You can fairly criticize much about Wedge. Did he stick with Aaron Boone too far past his expiration date? Did he wait too long before publicly calling out Jhonny Peralta for his lack of professionalism? But if you're going to do that, you have to likewise give him credit for the development of phenom Grady Sizemore in this his second full year in the majors. While the Indians whimper into the off-season, Sizemore continues to play at a high level and has, in fact, raised his game even more in the last few weeks. Certainly at least some credit has to go to Wedge on that score.
We're not here to necessarily defend Wedge, but rather to point out a hack job when we see one. We get that Livingston doesn't like Wedge, so be it. But the truth of the matter is that Wedge remains and intriguing enigma, whose true abilities may never be known as long as he continues to ply his trade with the Indians. Until we have decent, well-financed ownership that gives the GM the ability to acquire players of greater depth and talent, Wedge will continue to earn a pass, whether deserved or not.
As for Savage, we think here too that Livingston misses the point. It's easy to assume that Savage is satisfied with backup quarterbacks Ken Dorsey and Derek Anderson since little effort has been made to sign anyone of a higher stature. But we think there is a bigger card being played. The last thing a young, developing quarterback like Charlie Frye needs is to have that seasoned veteran (such as Trent Dilfer) sitting on the bench, looking over his shoulder. In that scenario, your starter is always one bad pass from the fans and the media clamoring for the backup. It's always been true that the fans favorite quarterback is the one not starting. We think, given the Browns rather thin talent level anyway, that much of this season is about firmly rooting Frye as a legitimate NFL starting quarterback in the minds of everyone--from the opposing teams, to the players in the huddle, to the fans, to the media, and to Frye himself. No one expected the Browns to challenge for a playoff spot this year, anyway. Isn't it better, then, to use this year as a springboard for the next several? At least that's the theory.
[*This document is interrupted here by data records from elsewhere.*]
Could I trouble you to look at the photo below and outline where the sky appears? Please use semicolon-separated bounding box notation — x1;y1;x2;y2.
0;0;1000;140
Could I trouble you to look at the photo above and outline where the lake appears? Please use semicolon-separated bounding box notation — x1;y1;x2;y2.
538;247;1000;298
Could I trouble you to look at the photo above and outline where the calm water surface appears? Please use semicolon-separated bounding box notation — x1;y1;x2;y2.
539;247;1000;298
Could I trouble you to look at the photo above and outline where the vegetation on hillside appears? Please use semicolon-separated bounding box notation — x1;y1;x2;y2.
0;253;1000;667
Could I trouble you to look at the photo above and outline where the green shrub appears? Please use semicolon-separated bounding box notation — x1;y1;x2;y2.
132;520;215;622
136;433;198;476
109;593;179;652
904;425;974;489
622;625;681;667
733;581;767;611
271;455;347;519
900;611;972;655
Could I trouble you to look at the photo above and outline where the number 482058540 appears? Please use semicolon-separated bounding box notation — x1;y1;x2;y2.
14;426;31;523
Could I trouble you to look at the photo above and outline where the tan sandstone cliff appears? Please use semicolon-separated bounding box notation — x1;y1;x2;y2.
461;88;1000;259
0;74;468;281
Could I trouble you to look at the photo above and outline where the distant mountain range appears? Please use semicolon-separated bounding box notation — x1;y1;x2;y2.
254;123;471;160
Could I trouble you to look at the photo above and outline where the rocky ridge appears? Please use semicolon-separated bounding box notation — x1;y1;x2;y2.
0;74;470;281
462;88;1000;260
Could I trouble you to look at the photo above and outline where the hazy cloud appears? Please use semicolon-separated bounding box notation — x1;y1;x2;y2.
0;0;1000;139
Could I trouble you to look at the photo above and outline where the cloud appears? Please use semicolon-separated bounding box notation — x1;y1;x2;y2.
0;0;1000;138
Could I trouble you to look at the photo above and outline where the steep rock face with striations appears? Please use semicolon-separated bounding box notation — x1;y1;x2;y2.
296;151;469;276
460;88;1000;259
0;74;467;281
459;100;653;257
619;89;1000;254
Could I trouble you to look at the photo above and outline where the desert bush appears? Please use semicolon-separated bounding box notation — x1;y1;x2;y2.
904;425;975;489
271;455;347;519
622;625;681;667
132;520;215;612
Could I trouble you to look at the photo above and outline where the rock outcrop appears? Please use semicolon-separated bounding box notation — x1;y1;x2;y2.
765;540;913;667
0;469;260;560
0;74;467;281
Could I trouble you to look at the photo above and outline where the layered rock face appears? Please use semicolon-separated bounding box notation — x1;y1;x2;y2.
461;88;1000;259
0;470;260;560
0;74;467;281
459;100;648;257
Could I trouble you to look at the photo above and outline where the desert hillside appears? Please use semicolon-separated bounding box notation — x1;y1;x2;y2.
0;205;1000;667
If the Browns had signed, for example, Kerry Collins, many in the media and in the stands would be screaming to put him in. And how, exactly, would that make a difference anyway, except to further retard the development of a long-term quarterback?
If Livingston had posited, instead, that Savage has a blind spot when it comes to quarterbacks, in general, there at least would be a credible argument. Savage's old team, the Ravens, have been poorly served at this position for years. But when you consider the Ravens, it makes sense for them to toss Kyle Bollar aside in favor of a clearly aging and deteriorating Steve McNair. The Ravens defense is Super Bowl-worthy, there is talent in some of the skill positions on offense and thus resting your playoff aspirations on Bollar would be ridiculous. But in doing so, the Ravens know full well that they'll pay the price, perhaps as early as next season. McNair will not be able to last, physically, and when it comes time to go back to the cupboard, it will be bare.
We don't know if Charlie Frye is closer to Jake Delhomme or Trent Dilfer. Only time will tell. But blaming Savage for accurately assessing the Browns chances this year and then using the season to set the table for later years hardly seems like a crime. In fact, it seems like prudent long-term planning, something that has been sorely missing from this franchise since it returned.
But we are glad that Livingston got this once chance above-the-fold. It did remind us that if anyone has a blind spot, it's the editors of the PD who continue to thrust Livingston on an increasingly suspecting public.